I bring this up because – and I’ll come back to this topic a lot in my writing – when I ask my fellow currently-monolingual English speakers, “If you could learn any language in the world, what would it be?” the answer is always in the Indo-European language family. And the only reason I say “Indo-European family” instead of “Romance and Germanic family” is that I’ve had – as a pleasant surprise – one person say “Greek”. I get “Spanish” at least seventy percent of the time, and “Italian”, “French”, or “German” all the others.
I believe this taps into the theory that we think along these lines: What is familiar to us is easier than that which isn’t, even if the familiar is more complicated. We are much more likely to want to learn a language is the word for “night” is “nuit”, “noche”, or “nacht”, than if it is “ejszaka”.
Now, in response to that, most people would say “Well, that’s because the last word looks harder to say.” I’ll give that yes, maybe it does to us. But, here’s what I want to muse about for a minute: What about when the familiar isn’t really easier?
Let me try to explain. The two most frequent complaints I hear in Latin class are: “Why does everything have to have a gender? THIS IS TOO HARD!” and “Why does there have to be so many endings? THIS IS TOO MUCH!” Now, these are the same people that declare that whey want to learn Spanish, and that it would be “Soooo much easier than this stupid dead language!” When I hear these complaints, I try to explain to them that not only does Spanish use gendered words, it’s even more difficult to form a sentence, as you have to worry about what gender form of “the” you use. (As opposed to gendered but article-free Latin.) I also try to explain that Spanish has just as many endings as Latin. What happens when I do this? I get completely ignored. The standard response is “Yeah, right. Spanish is WAYYY easier than this.”
My desk in that class has many marks from banging my forehead against it in frustration.
The reason for this false (and lamentably common) conception is that, well, we see Spanish every day here.
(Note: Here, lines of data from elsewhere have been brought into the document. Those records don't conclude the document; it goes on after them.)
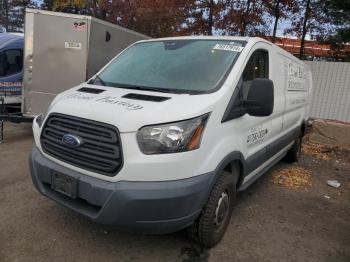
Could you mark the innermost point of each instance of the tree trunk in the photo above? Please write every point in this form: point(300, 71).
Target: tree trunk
point(306, 17)
point(244, 23)
point(277, 16)
point(210, 17)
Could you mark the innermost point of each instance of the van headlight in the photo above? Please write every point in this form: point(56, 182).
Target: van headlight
point(39, 119)
point(172, 137)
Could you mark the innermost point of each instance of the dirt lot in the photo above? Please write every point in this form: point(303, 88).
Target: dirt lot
point(274, 220)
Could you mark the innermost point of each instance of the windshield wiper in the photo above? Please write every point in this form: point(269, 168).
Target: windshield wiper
point(154, 89)
point(99, 79)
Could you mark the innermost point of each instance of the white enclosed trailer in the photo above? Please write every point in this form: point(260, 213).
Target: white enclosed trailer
point(63, 50)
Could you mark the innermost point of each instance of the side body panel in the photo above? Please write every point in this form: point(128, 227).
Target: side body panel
point(297, 89)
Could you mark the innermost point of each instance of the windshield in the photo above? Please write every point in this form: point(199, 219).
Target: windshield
point(178, 66)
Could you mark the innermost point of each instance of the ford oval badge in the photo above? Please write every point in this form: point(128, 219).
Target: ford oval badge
point(71, 140)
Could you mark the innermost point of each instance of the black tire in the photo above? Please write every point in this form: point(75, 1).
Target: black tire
point(216, 214)
point(294, 152)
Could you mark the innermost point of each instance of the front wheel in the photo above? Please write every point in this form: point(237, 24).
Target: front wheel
point(212, 223)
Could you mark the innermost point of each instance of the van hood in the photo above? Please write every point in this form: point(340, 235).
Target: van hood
point(128, 109)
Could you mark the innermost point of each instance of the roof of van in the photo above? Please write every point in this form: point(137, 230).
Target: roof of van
point(232, 38)
point(7, 38)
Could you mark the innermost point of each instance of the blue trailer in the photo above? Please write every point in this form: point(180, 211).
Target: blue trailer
point(11, 68)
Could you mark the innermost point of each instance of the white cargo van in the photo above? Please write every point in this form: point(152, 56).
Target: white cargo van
point(166, 134)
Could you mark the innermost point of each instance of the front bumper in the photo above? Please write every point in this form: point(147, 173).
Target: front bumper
point(145, 207)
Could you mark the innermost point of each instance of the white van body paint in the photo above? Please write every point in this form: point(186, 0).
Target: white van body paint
point(292, 86)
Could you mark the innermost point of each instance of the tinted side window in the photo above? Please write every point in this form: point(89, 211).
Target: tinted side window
point(11, 62)
point(257, 67)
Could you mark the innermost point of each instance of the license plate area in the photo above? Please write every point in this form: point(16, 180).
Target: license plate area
point(64, 184)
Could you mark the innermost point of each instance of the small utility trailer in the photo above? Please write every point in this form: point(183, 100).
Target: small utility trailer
point(60, 51)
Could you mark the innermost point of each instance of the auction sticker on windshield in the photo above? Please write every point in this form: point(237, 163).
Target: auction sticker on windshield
point(72, 45)
point(228, 47)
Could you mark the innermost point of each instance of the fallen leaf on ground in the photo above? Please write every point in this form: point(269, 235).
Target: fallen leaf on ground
point(319, 151)
point(292, 177)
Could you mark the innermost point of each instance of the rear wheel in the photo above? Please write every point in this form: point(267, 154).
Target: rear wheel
point(211, 225)
point(294, 152)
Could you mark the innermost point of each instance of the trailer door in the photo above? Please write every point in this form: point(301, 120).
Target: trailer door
point(55, 57)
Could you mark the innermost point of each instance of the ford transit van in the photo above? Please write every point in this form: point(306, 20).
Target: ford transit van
point(166, 134)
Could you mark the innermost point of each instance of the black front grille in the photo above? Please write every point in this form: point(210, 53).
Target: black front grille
point(100, 148)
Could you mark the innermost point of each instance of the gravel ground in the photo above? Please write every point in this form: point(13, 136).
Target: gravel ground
point(270, 222)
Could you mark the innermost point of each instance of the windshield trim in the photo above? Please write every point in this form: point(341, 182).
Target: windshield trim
point(215, 88)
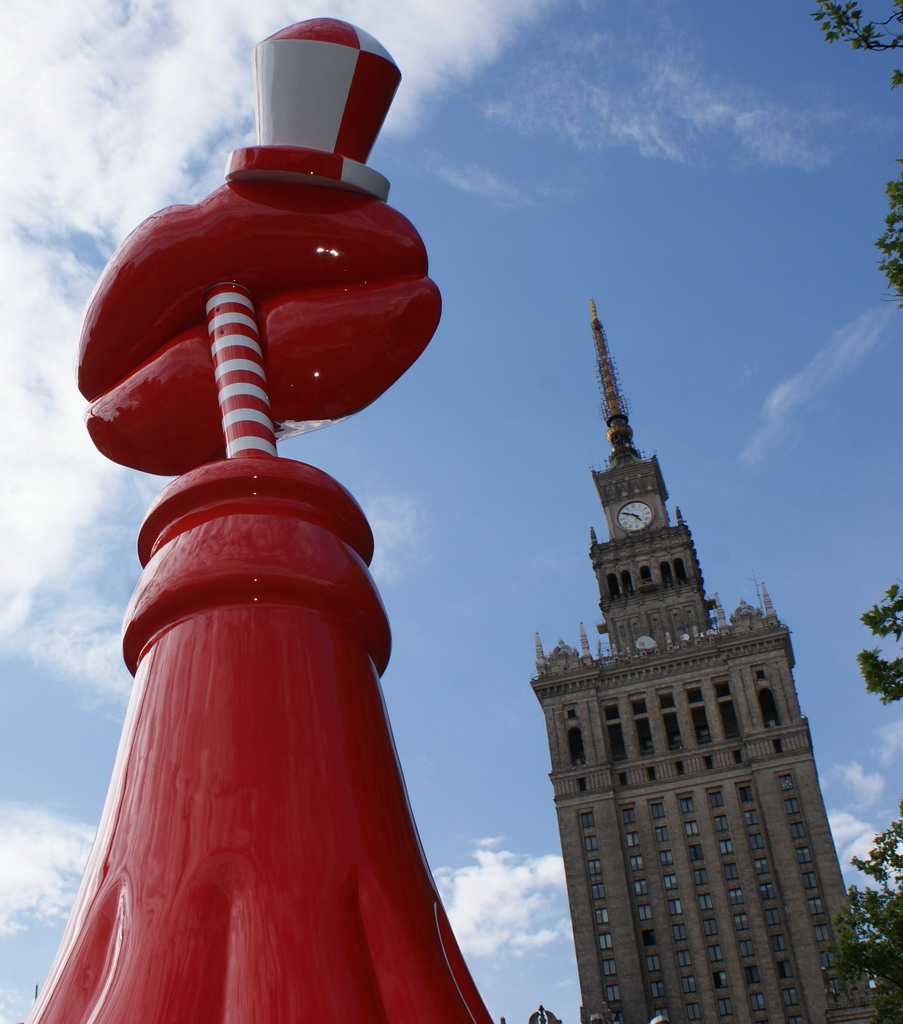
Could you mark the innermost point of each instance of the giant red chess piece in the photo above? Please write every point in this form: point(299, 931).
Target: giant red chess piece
point(256, 861)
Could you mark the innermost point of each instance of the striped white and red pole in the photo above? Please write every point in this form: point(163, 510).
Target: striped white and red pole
point(241, 379)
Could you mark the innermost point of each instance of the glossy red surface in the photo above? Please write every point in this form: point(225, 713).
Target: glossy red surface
point(257, 861)
point(344, 302)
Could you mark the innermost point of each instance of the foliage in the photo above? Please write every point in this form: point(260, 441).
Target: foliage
point(882, 676)
point(844, 22)
point(870, 929)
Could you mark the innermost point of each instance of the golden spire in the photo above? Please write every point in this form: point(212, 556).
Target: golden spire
point(614, 408)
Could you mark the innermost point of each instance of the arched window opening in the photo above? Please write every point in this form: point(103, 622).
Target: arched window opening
point(575, 745)
point(769, 708)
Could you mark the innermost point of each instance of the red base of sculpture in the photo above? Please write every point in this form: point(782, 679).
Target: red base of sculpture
point(257, 862)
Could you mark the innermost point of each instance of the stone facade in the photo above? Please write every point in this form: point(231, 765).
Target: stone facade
point(701, 873)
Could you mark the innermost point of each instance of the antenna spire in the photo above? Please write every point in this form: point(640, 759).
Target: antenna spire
point(614, 407)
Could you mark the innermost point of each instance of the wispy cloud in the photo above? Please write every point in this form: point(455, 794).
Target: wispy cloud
point(136, 105)
point(655, 98)
point(865, 786)
point(41, 860)
point(477, 180)
point(850, 345)
point(506, 902)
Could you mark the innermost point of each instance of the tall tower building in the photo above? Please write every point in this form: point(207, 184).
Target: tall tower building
point(701, 873)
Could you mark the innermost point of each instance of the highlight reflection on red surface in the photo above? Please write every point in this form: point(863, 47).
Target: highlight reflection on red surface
point(257, 860)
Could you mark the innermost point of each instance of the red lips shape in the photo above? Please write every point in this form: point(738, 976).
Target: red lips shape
point(343, 301)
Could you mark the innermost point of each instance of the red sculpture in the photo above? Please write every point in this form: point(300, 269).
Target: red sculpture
point(257, 860)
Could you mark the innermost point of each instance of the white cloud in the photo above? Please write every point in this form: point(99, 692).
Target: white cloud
point(506, 902)
point(866, 787)
point(850, 345)
point(118, 109)
point(891, 741)
point(853, 838)
point(398, 525)
point(41, 860)
point(653, 97)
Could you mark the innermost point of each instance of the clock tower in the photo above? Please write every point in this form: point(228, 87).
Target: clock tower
point(701, 875)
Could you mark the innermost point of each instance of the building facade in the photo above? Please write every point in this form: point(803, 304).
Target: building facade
point(701, 873)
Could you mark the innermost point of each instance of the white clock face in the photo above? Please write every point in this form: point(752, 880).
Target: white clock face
point(635, 515)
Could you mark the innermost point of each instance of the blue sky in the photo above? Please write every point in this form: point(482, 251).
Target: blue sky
point(712, 174)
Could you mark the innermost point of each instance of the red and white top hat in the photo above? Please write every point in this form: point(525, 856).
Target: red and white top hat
point(324, 88)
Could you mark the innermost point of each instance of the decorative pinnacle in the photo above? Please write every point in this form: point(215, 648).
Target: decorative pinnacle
point(614, 407)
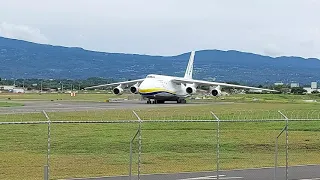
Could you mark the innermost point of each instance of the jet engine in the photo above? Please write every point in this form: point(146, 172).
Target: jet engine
point(216, 91)
point(191, 90)
point(118, 91)
point(134, 89)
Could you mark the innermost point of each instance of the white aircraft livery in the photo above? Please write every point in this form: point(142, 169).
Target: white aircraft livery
point(160, 88)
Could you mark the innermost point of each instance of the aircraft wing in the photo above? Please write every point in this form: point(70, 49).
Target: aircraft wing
point(200, 82)
point(116, 84)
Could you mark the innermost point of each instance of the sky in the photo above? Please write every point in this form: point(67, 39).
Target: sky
point(168, 27)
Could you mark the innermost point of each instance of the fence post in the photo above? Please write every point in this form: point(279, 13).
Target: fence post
point(140, 144)
point(287, 147)
point(130, 163)
point(47, 166)
point(218, 143)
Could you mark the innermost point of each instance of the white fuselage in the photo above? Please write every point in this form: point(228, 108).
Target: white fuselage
point(161, 87)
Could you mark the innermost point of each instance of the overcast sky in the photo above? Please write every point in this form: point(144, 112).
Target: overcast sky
point(168, 27)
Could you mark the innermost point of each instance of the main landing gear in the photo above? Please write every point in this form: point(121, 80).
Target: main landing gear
point(155, 101)
point(181, 101)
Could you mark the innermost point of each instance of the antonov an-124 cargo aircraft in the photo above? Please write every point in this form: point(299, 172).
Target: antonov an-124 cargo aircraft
point(161, 88)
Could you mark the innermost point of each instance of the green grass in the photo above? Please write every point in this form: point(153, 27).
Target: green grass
point(86, 150)
point(10, 104)
point(82, 150)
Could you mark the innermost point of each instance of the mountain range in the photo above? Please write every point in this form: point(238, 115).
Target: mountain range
point(21, 59)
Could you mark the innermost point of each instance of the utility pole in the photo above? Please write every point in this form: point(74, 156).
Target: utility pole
point(41, 87)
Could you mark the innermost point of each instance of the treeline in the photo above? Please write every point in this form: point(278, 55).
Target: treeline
point(56, 84)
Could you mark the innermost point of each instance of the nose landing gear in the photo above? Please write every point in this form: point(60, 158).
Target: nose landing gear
point(181, 101)
point(155, 101)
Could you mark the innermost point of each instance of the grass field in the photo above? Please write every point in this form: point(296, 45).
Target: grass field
point(86, 150)
point(10, 104)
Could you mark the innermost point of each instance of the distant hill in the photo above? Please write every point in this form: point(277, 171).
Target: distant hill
point(21, 59)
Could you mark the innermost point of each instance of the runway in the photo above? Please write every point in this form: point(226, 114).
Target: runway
point(34, 106)
point(308, 172)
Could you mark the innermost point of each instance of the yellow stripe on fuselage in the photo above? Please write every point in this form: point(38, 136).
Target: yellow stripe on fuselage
point(153, 90)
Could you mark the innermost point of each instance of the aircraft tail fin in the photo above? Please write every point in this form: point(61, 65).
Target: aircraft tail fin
point(189, 69)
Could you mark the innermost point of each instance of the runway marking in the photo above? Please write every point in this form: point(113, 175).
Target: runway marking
point(212, 177)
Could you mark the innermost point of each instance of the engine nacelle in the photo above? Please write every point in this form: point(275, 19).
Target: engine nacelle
point(216, 91)
point(118, 91)
point(134, 89)
point(191, 90)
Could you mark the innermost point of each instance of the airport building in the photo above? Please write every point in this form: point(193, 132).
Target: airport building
point(2, 87)
point(314, 85)
point(292, 85)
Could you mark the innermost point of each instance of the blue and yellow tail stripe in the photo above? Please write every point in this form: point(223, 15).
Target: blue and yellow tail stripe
point(153, 91)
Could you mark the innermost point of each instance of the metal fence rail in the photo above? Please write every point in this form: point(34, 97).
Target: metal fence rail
point(140, 122)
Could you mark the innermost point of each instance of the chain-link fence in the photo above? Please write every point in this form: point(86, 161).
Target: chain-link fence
point(100, 143)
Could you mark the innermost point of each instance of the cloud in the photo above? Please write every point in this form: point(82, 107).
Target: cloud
point(22, 32)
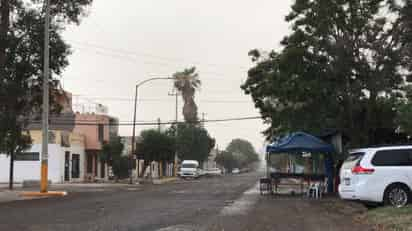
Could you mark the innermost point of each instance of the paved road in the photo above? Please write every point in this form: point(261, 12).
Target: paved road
point(217, 204)
point(190, 204)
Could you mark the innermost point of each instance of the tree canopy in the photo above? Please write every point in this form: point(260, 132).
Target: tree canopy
point(343, 66)
point(243, 150)
point(187, 82)
point(156, 146)
point(193, 142)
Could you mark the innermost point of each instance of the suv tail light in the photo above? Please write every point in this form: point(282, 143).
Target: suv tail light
point(361, 170)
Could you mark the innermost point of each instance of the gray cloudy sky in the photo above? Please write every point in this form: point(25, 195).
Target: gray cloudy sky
point(123, 42)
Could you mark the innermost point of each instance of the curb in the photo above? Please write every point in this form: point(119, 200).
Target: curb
point(164, 181)
point(45, 194)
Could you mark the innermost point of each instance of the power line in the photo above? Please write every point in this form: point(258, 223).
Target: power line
point(148, 55)
point(160, 100)
point(148, 123)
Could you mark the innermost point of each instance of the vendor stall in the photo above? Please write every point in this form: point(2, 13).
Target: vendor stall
point(300, 143)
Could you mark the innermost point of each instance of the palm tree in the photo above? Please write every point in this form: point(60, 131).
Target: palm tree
point(187, 82)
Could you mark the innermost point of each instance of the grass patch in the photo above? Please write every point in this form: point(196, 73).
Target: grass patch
point(390, 219)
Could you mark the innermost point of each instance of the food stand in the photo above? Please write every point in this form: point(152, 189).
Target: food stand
point(293, 144)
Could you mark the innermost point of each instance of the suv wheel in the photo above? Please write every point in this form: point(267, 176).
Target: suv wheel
point(397, 195)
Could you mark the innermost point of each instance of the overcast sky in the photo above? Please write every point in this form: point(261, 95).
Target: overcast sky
point(123, 42)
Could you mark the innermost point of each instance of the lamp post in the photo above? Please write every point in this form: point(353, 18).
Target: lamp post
point(134, 126)
point(45, 122)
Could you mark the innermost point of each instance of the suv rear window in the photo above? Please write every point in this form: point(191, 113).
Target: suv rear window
point(352, 160)
point(400, 157)
point(355, 156)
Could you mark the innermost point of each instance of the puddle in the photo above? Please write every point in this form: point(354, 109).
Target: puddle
point(179, 228)
point(243, 204)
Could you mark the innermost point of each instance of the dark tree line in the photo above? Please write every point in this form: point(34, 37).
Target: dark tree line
point(344, 66)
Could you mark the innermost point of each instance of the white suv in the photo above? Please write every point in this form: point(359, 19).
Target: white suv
point(381, 174)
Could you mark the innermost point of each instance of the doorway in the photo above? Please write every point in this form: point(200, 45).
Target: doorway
point(76, 166)
point(67, 166)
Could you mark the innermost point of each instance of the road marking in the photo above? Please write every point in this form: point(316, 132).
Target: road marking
point(243, 204)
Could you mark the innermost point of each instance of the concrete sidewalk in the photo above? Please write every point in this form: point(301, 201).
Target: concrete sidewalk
point(9, 196)
point(15, 195)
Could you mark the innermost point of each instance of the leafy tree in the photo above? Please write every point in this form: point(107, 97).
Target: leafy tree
point(21, 63)
point(112, 154)
point(193, 142)
point(227, 160)
point(243, 150)
point(187, 82)
point(156, 146)
point(342, 67)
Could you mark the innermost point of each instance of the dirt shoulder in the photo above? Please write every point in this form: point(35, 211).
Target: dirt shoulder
point(389, 219)
point(296, 213)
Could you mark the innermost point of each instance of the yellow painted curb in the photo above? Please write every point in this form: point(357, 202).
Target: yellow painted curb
point(46, 194)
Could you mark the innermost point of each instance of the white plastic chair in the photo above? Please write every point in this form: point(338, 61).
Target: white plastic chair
point(315, 190)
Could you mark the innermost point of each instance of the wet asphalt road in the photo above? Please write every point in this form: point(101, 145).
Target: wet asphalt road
point(183, 205)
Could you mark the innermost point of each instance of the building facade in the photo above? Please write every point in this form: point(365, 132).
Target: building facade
point(97, 130)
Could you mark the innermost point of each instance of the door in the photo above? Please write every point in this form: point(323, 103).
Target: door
point(67, 166)
point(75, 166)
point(102, 169)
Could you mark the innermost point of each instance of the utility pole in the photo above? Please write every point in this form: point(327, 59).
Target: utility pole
point(134, 126)
point(203, 119)
point(45, 125)
point(176, 94)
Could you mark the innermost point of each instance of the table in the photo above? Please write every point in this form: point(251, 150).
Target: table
point(303, 177)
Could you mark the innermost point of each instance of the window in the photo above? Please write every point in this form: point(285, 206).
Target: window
point(400, 157)
point(89, 163)
point(101, 132)
point(27, 156)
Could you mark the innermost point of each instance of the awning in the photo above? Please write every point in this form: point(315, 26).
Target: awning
point(300, 142)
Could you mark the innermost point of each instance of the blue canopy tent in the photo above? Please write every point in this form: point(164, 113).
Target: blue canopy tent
point(302, 142)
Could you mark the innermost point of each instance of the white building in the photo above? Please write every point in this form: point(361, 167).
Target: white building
point(65, 160)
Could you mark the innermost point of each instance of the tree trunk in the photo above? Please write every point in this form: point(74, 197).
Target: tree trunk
point(11, 174)
point(4, 28)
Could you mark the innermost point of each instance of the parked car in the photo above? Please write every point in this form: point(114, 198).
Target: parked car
point(190, 169)
point(213, 172)
point(379, 174)
point(235, 171)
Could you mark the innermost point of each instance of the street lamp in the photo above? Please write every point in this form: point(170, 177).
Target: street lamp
point(134, 126)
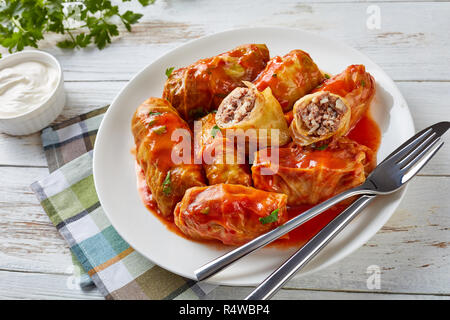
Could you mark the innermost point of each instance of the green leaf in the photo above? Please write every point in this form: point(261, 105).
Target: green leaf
point(66, 44)
point(169, 71)
point(146, 2)
point(273, 217)
point(25, 22)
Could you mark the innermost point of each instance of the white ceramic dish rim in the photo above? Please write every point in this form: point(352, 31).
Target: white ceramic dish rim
point(34, 55)
point(350, 247)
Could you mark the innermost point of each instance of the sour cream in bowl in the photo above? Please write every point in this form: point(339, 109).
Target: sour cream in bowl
point(31, 92)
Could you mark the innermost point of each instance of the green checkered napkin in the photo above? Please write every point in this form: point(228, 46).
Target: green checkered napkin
point(69, 198)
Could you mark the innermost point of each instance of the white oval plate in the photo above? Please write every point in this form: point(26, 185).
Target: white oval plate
point(114, 171)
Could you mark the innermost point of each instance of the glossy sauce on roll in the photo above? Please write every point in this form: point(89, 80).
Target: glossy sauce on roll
point(355, 85)
point(199, 88)
point(232, 214)
point(309, 176)
point(320, 118)
point(247, 108)
point(290, 77)
point(153, 124)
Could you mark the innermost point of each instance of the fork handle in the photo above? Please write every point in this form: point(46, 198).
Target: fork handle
point(298, 260)
point(224, 261)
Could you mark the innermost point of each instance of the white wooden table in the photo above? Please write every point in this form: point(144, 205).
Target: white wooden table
point(412, 46)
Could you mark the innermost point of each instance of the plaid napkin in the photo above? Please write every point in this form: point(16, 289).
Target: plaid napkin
point(69, 198)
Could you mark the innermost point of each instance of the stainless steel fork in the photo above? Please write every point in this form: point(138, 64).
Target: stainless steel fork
point(391, 174)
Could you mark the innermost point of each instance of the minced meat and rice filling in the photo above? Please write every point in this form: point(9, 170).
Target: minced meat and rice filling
point(323, 114)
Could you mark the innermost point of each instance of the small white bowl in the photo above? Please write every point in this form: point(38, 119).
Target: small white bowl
point(41, 116)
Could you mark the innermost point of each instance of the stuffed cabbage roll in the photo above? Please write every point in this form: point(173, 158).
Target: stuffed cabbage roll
point(309, 176)
point(355, 85)
point(199, 88)
point(152, 125)
point(233, 214)
point(247, 108)
point(222, 161)
point(320, 118)
point(290, 77)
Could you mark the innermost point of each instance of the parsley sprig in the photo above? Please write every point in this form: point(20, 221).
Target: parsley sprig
point(26, 22)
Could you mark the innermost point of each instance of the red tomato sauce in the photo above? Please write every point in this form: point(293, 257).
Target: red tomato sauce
point(365, 132)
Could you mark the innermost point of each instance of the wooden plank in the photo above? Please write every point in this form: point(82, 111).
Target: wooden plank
point(167, 25)
point(411, 250)
point(18, 285)
point(28, 240)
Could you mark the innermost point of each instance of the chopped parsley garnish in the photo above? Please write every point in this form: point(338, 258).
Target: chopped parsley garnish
point(160, 130)
point(322, 147)
point(273, 217)
point(151, 122)
point(214, 130)
point(169, 71)
point(166, 185)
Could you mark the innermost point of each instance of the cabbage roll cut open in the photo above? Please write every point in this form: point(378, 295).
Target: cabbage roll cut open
point(356, 86)
point(199, 88)
point(152, 126)
point(233, 214)
point(309, 176)
point(290, 77)
point(320, 118)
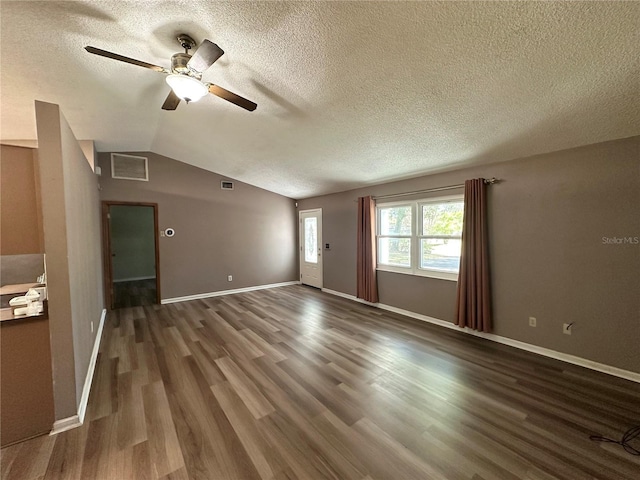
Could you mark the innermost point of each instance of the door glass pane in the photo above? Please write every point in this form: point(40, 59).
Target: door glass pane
point(442, 218)
point(394, 251)
point(440, 254)
point(395, 220)
point(310, 239)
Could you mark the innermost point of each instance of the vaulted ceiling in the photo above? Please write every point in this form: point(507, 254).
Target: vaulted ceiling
point(348, 93)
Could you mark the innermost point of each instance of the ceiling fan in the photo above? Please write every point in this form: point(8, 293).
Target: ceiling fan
point(185, 75)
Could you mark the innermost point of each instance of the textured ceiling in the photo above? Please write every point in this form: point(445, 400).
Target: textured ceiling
point(348, 93)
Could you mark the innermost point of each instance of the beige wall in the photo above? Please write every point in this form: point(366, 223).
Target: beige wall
point(71, 215)
point(548, 218)
point(20, 210)
point(247, 232)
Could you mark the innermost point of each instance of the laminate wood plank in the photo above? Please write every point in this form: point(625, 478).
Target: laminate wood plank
point(164, 449)
point(262, 345)
point(131, 428)
point(243, 423)
point(28, 460)
point(245, 388)
point(292, 383)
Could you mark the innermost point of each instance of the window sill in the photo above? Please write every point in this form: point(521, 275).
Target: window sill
point(452, 277)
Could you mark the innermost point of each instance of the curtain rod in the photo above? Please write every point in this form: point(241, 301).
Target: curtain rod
point(487, 181)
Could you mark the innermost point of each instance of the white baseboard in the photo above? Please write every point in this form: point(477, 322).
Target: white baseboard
point(77, 420)
point(225, 292)
point(133, 279)
point(582, 362)
point(65, 424)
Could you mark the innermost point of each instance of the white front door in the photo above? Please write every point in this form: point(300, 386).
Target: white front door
point(311, 247)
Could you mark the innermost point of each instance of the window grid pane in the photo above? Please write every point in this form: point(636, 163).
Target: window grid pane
point(395, 220)
point(442, 218)
point(394, 251)
point(440, 254)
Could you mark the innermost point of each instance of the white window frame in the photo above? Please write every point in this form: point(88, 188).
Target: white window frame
point(416, 229)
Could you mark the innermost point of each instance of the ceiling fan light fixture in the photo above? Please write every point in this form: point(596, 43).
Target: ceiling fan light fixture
point(187, 88)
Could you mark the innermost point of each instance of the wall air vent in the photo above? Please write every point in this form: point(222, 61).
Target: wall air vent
point(129, 167)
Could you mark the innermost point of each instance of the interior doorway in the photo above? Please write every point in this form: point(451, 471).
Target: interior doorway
point(131, 254)
point(311, 247)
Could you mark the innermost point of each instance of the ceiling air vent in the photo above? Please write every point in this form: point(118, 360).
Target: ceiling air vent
point(129, 167)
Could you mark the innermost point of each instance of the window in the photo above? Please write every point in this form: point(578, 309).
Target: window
point(422, 237)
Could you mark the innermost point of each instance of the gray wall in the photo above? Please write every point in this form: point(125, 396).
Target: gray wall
point(72, 241)
point(132, 242)
point(548, 218)
point(247, 232)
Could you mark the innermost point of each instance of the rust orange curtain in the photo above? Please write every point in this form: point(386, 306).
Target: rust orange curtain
point(367, 287)
point(474, 289)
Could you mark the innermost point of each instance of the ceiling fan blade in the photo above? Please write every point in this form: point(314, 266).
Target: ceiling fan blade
point(172, 101)
point(205, 56)
point(133, 61)
point(232, 97)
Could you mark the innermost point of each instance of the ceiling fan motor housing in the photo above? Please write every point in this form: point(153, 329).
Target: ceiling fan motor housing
point(179, 63)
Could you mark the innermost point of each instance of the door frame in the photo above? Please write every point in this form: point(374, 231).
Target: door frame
point(106, 239)
point(301, 244)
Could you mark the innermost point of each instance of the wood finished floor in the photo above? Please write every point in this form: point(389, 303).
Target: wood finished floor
point(291, 383)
We walk around seeing wet floor signs that say “CUIDADO!”, but not “CAVE!” We constantly hear people saying “Hola!”, but I’ve never seen someone go up to a friend and say “Salve!” And so, since we’re so exposed to Spanish, we automatically think it’s easier.
Now, how about the really foreign. I think the reason most people don’t believe me when I say I’m learning Hungarian and Finnish (that is, if they’re not one of the people asking “What’s that?” Yes, it’s happened.) is that they aren’t exposed to them. Ever. And if they know that they’re really not related to our “familiar” languages at all, then the question I usually get is “Why?”.
I think all these reactions are understandable. But what I don’t understand is why people who learn a little about the languages (they ask me, I try my best to explain) then think that learning them would be more difficult than learning a familiar language. To demonstrate what I mean, let’s compare the structure of a sentence in both Spanish and Hungarian.
Spanish: “Ella es una mujer.” First, there is a specific form of the third-person singular subject based on gender. This sentence requires a verb, conjugated to the third person. The indefinite article “a” also must be gendered.
Hungarian: “Ő nő.” The third-person singular subject doesn’t need to be changed according to gender, it’s exactly the same as “he” and “it”. Since this sentence is a copula, it does not require a verb. There is no need for an indefinite article. Handy, huh?
Linguistically, the second sentence is much easier to make. Yet, if asked, the people I know would all say that the Spanish was simpler.
So please, if you’re anything like these people I know, don’t fall victim to the familiarity trap! Branch out, and I guarantee you’ll feel more accomplished once you conquer something.